In this project we created an end to end system that analysed videos files, detecting Objects in each frame of Video, Face Analysis in the video and even the audio transcribing. Rest API's were created for each of the analysis feature and React web app was made to showcase the result.
Object Detection & Image classification were done for Analysing Video for Objects in each frame & face expression analysis - Sad, Happy, etc. Audio if present in the video were transcribed to Texts on which we further did NLP to get context and sentiment using Word2Vec Model.
OpenPose was used to detect multiple keypoints across body so as to determine poses from Video frames. We trained on COCOA Dataset of Human poses so as to get keypoints. Model was quantised so as to decrease model size so that it could be deployed as Core ML model in IOS application. FPS achieved was 30.
Keypoints detected were used analyse video frames for different angles b/w joints of body so as to determine the recovery post surgery.
We performed OCR on KYC documents : PAN , Aadhaar, Passport etc to extract user information. We also extracted Face Image from the ID cards and made feature attributes of the face & OCR data. Face data was used for One Shot Learning to do Video KYC of user by doing face Matching b/w face embeddings from Video frame and embedding already stored from extracted data of IDs.
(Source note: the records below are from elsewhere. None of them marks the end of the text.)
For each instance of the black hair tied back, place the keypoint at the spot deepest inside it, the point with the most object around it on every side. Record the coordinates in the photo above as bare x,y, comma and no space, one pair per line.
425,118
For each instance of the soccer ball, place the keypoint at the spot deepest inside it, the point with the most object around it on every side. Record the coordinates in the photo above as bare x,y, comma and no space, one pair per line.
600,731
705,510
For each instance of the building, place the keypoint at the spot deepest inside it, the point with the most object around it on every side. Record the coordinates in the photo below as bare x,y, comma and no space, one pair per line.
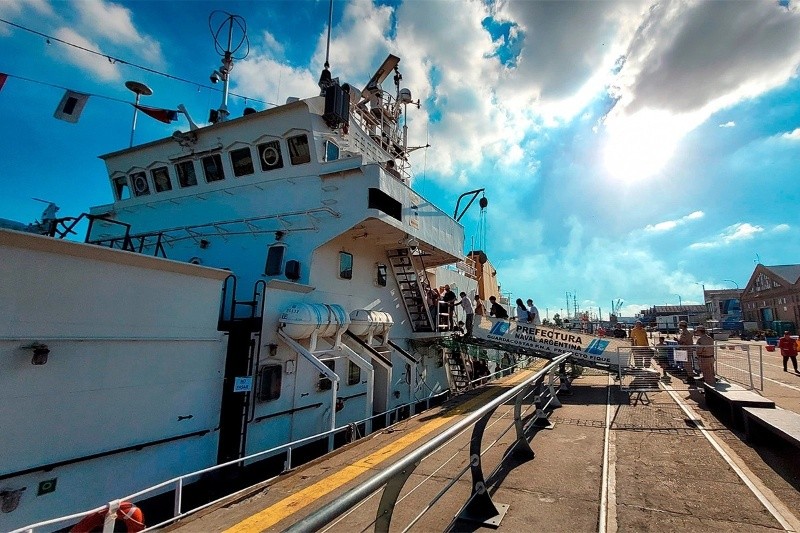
724,307
771,298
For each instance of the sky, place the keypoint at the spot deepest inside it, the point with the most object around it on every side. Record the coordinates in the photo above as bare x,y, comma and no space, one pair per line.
630,151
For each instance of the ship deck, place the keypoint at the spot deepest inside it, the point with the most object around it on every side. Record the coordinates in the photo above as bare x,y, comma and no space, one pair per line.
610,461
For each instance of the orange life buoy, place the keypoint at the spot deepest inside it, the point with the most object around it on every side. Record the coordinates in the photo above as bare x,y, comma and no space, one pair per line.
128,513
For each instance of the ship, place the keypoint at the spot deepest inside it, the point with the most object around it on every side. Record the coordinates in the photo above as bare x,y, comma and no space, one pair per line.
255,281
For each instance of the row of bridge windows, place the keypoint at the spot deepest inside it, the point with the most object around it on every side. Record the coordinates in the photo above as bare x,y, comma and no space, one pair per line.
270,157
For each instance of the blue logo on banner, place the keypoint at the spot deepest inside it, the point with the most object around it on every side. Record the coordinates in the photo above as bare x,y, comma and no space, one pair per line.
597,347
499,328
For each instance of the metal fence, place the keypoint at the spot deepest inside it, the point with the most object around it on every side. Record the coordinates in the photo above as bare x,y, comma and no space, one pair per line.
677,365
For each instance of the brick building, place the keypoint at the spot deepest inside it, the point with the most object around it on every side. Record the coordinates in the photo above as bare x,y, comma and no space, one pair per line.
772,295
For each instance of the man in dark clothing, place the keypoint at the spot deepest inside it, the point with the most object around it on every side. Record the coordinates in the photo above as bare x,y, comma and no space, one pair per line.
497,310
449,298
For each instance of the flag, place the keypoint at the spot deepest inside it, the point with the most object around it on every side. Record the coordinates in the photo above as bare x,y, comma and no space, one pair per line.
71,106
164,115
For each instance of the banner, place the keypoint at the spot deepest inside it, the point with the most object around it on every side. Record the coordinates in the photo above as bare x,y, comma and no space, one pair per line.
163,115
520,336
71,106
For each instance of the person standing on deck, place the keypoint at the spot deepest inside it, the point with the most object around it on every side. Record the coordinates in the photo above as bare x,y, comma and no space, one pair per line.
522,312
496,310
449,298
685,342
705,355
466,304
533,312
640,344
788,349
480,310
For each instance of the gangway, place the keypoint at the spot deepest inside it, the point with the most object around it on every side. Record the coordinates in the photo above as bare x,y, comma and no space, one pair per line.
604,353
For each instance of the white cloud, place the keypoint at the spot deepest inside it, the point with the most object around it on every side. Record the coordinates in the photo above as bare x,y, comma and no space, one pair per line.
741,231
793,135
96,65
668,225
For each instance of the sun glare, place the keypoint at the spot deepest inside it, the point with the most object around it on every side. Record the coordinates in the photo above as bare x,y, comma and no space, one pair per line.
640,145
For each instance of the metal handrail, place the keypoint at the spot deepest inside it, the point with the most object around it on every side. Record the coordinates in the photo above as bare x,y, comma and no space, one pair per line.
393,478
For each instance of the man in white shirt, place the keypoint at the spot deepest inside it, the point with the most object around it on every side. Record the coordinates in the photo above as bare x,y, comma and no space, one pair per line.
533,311
466,304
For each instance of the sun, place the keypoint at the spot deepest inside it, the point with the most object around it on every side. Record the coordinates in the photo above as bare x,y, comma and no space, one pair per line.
639,146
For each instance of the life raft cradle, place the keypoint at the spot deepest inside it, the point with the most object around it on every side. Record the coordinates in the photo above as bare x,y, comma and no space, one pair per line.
105,519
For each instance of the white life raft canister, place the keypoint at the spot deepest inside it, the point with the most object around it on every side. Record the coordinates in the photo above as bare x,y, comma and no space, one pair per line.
302,320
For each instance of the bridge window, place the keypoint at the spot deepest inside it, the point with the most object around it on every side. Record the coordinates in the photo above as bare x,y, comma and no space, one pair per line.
345,265
298,149
270,155
140,185
269,383
353,373
121,188
212,167
324,382
242,162
377,199
186,174
160,177
274,265
331,151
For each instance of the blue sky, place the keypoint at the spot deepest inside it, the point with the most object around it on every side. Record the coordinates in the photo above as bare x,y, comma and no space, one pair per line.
629,150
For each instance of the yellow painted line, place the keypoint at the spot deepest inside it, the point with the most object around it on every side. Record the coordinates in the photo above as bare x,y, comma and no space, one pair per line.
280,510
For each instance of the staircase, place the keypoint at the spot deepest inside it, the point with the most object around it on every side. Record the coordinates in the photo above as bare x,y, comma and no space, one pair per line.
410,274
457,371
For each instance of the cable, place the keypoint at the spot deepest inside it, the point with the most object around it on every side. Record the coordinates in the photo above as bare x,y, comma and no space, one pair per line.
65,88
114,60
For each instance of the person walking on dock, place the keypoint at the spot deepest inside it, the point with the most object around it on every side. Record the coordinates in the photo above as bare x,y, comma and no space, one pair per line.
705,355
788,349
533,312
685,342
641,346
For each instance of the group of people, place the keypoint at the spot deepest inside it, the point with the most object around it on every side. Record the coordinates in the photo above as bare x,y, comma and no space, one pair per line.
444,301
528,313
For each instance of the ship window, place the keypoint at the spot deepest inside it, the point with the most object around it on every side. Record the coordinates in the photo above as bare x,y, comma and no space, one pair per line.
161,179
269,383
381,278
377,199
298,149
274,264
242,162
345,265
186,174
212,166
121,188
353,374
140,185
270,155
325,383
331,151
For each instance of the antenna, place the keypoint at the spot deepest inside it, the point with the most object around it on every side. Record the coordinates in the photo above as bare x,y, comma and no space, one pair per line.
224,71
138,89
325,79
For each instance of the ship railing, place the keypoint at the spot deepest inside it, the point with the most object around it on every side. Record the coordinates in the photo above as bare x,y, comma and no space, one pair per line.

Facenet was used for face matching. To create our own OCR pipeline we used CNN based text localisation with Tesseract for Text classification. Tesseract uses BiLSTM based model to classify texts. A pre processing pipeline was created to detect ID cards classification and different rotated order so as to align it perfectly for OCR to be performed accurately.
Deep learning ,model was created to detect objects in images for various Fashion Commerce category. Multi Output Multi Loss CNN model was trained to achieve it. Dataset used was Fashionet. Attributes like Color, Texture were also used in Labelling so as for model to be trained and do the inference. We had to outsource the data annotation part for this project. So the model used to output multi labels when an image was fed to the model.
We even did some Tag extraction based on the Product Description using Word2Vec based model. Hashtags were generated based on entities extracted from product description.